Crónica de una inmigrante latinoamericana en Estados Unidos.
Sólo le falta amarrarse las cintas de los tenis y está lista, con su uniforme bien planchado y su cabello cuidadosamente sujetado, Soledad está por comenzar su tercera jornada de trabajo. Se asoma por la puerta de la cocina y ve el salón lleno a reventar, calcula por lo menos unas quinientas personas a las que tienen que atender entre seis meseros, tres mujeres y tres hombres.
En las mañanas trabaja de costurera en una lavandería, los remiendos que hace le agrandan la billetera al dueño del negocio, a ella le paga una mínima cantidad pero que le sirve para ayudarse a pagar la renta de la casa que alquila junto a sus hijos. En las tardes limpia casas y sale de ahí despepitada para el salón de banquetes donde trabaja en las noches, otro lugar donde le pegan menos del salario mínimo como le toca a la mayoría de indocumentados en el país.
Migró hace treinta y cinco años, cuando tenía cuarenta y cinco. En Estados Unidos el tiempo para los indocumentados pasa más rápido que para cualquier otra persona, cuando sienten ya llevan décadas sin ver a sus familiares en sus países de origen y los niños que dejaron en pañales en un santiamén los han convertido en abuelos.

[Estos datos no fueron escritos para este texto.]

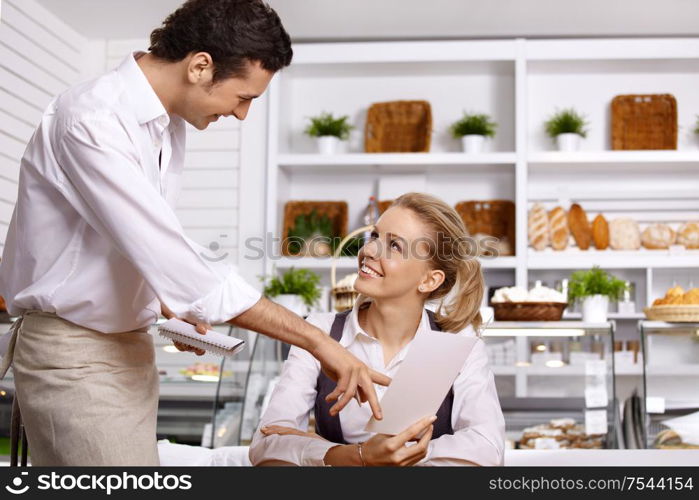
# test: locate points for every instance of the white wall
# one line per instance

El caso de Soledad no dista mucho del de los demás, sólo que ella con esfuerzo pudo mandar a traer a sus hijos también de forma indocumentada.

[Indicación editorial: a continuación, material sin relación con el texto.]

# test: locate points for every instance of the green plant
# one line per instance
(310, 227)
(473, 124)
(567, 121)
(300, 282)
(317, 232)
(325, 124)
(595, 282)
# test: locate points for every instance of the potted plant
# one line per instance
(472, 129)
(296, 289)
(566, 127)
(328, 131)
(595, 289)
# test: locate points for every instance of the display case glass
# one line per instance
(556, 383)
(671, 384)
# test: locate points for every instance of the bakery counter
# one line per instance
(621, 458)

Originaria de Huitán, Quetzaltenango, Guatemala, Soledad perteneciente a la etnia mam, habla su idioma materno sólo con sus hijos porque en los años que lleva en el país no ha visto a nadie de su etnia. Tampoco ha aprendido inglés más que las palabras básicas. Lo que aprendió en Estados Unidos fue el español porque está rodeada de mexicanos y centroamericanos.
Nunca se ha comprado un par de zapatos nuevo, lo que ahorró fue para mandar a traer a sus hijos que al igual que ella trabajan en el servicio de banquetes en las noches, pero en distintos lugares. Los nietos nacieron en Estados Unidos y no quisieron aprender el idioma de sus padres ni de su abuela, hablan en inglés y cuando hablan en español lo hacen como mexicanos. Ninguno de los nietos quiere seguir en la universidad, lo que entristece a Soledad porque ve su esfuerzo tirado a la basura.

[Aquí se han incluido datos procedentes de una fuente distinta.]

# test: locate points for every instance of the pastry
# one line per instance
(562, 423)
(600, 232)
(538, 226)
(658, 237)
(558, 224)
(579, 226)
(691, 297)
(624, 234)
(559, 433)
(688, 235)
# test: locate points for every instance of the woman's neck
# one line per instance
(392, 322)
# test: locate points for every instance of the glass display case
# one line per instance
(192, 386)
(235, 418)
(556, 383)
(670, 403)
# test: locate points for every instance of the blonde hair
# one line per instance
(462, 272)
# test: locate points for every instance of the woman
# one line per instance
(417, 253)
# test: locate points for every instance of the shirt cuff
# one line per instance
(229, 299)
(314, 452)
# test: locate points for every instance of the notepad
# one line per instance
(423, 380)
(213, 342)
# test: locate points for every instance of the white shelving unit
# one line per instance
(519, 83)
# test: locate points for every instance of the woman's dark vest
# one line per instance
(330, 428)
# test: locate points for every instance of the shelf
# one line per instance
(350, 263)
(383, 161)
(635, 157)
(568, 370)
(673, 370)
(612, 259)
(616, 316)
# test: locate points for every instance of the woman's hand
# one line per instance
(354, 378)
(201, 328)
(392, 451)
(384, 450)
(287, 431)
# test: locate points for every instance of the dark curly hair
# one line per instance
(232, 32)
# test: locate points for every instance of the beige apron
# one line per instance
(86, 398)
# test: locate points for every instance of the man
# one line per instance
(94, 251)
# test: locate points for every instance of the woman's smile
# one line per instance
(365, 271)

El otro día su hija mayor le dio dinero para que lograra ponerse finalmente la placa de dientes, para que pudiera masticar bien los alimentos y no le dolieran las encías al hacerlo, pero con la artritis en sus rodillas, en sus caderas y en las muñecas de sus manos no pueden hacer nada, Soledad tiene que aguantarse el dolor y seguir trabajando porque si deja de hacerlo entonces no alcanzarían a pagar la renta.
Termina de sujetarse bien el cabello y agarra la primera bandeja con platos de ensalada y comienza a colocarla sobre las mesas, la noche es larga y apenas está comenzando, con los ochenta años que está por cumplir, Soledad se siente sumamente cansada, quisiera que sus noches terminaran al oscurecer y no al amanecer, como le ha sucedido hace más de veinte años. Pero algún día será, lo piensa siempre, para mientras no para de llevar y traer bandejas de comida ajena a la alegría de los comensales y de los enfiestados. Para cuando todos se van al amanecer, sus hijos son los encargados de hacer la limpieza en el lugar.
Soledad no
esperaba una vida así para sus hijos y tampoco tanta desesperanza como
la que siente con sus nietos, pero tiene bien claro que su vida es mejor
en Estados Unidos que en Guatemala, donde además de la pobreza sus
nietos hubieran vivido el racismo extremo que siente el mestizo contra
el indígena. Soledad no pierde la esperanza de que un día escampe y
logre los papeles para ir a visitar a su única hermana viva que lleva
esperándola desde el día en que se fue, para mientras sigue en las
carreras del trajín del día a día de los indocumentados.